Watermelon is a fruit that has been around for more than 2,000 years, and although truly new developments in how it’s grown are rare, they’re not unheard of. Several decades ago, the seedless watermelon was created thanks to the miracles of cross pollination. And, in the past decade, Japanese farmers have found a way to create watermelons shaped like squares and pyramids using molds to coax the watermelon into various forms while it grows.

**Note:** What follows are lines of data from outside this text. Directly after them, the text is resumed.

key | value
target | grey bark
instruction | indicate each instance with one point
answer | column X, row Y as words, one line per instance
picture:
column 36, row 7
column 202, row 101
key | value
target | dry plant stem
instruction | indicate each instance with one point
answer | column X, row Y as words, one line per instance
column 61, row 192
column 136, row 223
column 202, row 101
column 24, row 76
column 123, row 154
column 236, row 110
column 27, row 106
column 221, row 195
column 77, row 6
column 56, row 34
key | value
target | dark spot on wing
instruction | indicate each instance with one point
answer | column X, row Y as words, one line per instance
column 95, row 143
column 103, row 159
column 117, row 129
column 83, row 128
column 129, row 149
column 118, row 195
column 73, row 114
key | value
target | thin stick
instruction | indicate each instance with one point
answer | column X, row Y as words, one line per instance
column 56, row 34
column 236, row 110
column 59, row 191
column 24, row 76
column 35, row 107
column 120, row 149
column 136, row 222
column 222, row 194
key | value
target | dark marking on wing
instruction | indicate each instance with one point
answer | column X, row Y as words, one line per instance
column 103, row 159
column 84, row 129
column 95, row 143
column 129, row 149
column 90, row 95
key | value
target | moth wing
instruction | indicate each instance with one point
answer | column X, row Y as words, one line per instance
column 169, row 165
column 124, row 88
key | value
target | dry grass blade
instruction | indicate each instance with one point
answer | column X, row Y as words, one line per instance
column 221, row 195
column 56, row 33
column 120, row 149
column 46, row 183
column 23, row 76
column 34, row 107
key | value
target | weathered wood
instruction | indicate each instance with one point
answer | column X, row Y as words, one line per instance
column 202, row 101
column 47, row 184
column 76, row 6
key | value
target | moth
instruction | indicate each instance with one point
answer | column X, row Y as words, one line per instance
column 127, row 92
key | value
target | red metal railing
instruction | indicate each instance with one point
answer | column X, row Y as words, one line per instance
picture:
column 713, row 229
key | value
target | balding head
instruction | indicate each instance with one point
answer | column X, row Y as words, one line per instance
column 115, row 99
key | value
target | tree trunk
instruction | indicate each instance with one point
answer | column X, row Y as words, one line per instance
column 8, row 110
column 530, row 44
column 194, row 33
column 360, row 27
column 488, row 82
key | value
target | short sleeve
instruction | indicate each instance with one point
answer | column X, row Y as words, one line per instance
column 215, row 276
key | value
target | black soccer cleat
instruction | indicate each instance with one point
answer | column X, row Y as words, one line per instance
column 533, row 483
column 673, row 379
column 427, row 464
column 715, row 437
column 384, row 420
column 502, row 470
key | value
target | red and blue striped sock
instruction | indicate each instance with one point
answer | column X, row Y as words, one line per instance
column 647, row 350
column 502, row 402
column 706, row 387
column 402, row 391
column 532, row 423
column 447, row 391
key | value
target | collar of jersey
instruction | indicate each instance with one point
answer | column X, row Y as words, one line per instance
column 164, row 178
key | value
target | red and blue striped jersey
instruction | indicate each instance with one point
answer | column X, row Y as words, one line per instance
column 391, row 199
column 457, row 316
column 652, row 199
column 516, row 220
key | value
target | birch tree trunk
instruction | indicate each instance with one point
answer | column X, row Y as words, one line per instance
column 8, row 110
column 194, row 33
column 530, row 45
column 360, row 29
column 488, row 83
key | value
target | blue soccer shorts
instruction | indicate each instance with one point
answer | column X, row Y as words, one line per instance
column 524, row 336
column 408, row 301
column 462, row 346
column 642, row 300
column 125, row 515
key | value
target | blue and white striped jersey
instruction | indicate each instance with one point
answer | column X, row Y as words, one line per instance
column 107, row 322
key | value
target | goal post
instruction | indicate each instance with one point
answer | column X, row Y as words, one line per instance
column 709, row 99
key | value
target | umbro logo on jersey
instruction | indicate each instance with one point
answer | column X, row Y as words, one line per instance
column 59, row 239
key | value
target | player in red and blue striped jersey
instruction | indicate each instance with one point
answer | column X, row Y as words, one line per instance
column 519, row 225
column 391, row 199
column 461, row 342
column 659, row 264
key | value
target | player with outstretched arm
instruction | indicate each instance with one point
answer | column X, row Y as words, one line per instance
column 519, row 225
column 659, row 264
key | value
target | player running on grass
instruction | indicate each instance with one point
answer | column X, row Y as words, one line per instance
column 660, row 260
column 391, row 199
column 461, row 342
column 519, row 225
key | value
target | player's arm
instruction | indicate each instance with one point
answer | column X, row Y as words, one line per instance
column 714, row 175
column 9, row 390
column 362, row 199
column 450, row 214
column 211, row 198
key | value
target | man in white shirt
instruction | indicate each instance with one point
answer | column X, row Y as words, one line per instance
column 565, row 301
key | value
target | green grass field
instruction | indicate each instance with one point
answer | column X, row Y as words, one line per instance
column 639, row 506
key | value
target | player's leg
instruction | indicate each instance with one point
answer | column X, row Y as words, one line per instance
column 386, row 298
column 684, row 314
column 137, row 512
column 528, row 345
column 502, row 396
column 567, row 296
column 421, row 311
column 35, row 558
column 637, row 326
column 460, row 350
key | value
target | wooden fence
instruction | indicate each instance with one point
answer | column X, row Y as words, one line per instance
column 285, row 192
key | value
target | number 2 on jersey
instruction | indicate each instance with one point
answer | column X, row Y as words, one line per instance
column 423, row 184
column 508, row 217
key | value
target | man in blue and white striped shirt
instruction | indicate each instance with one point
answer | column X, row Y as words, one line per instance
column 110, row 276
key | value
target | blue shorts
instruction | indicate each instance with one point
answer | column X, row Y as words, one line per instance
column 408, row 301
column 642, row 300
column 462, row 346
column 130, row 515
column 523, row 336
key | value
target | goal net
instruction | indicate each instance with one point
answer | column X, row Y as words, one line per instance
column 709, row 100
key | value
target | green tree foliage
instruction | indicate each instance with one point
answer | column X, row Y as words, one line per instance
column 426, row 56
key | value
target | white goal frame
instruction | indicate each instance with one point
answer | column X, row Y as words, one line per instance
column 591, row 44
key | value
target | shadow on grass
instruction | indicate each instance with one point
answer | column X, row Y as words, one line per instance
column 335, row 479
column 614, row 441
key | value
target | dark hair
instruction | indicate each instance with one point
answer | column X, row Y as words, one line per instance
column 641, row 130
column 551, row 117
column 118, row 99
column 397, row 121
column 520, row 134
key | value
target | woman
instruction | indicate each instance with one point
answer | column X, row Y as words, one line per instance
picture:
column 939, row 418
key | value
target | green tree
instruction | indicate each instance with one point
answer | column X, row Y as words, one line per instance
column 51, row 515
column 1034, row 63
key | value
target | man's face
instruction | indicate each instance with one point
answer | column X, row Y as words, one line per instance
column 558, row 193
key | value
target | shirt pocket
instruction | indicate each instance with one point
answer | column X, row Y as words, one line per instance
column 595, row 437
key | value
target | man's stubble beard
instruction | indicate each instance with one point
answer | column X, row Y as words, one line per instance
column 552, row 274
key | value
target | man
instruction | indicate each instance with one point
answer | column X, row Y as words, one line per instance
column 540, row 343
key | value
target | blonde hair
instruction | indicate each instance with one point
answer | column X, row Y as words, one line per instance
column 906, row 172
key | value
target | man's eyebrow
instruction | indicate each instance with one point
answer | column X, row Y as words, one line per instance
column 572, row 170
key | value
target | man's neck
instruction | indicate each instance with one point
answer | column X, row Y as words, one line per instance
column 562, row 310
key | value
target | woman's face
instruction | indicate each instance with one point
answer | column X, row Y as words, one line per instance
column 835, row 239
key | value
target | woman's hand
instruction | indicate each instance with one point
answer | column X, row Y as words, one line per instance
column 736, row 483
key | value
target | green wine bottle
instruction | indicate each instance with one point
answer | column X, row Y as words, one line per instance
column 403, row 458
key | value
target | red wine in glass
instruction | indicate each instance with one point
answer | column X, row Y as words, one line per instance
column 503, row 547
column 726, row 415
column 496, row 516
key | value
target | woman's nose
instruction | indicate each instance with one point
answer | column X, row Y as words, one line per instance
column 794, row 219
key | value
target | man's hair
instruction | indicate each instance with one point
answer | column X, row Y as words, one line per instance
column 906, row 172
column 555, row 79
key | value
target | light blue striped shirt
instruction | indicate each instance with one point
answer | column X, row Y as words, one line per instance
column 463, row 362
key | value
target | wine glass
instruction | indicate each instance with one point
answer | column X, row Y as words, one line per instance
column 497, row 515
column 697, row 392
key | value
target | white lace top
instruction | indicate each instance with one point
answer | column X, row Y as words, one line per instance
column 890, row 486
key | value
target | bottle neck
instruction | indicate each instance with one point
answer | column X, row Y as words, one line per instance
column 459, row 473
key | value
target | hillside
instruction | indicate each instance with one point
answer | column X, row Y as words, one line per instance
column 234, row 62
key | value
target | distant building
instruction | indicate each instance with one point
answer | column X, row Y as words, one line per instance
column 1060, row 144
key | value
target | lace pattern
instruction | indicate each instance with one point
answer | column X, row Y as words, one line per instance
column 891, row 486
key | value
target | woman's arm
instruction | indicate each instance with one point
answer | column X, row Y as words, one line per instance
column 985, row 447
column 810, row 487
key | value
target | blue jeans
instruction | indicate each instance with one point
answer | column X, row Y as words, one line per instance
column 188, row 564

Beyond that, the watermelon as we know it has remained virtually unchanged: a round or oblong fruit/vegetable with a sweet, red (or sometimes yellow) interior. But that all changed recently in a laboratory/greenhouse in San Jose, CA, when botanists, with the help of biologists from several area universities, were able to produce the first watermelon with a multicolored interior. Pictured below is one of the first watermelons grown using the new method.


By altering the structure of the carotenes and carotenoid pigments in the watermelon, the group was able to “reprogram” the watermelon’s genetic code to create a product with flesh in various hues based on a simple input in the first two weeks of the watermelon’s growth cycle. According to researchers, although the watermelon may look vastly different on the inside, the actual taste and nutritional benefits of the fruit remain unchanged.

The watermelons were grown in a controlled indoor environment between October 2009 and March 2010. For now, the experiment is limited to around 50 watermelons, but the researchers hope to perfect the technique over the next year in time for a large-scale, outdoor trial at a 100-acre farm near Sacramento, CA, in 2011 and have the multicolored watermelons – which they expect to sell for virtually the same price as regular watermelons – in select stores nationwide later that year.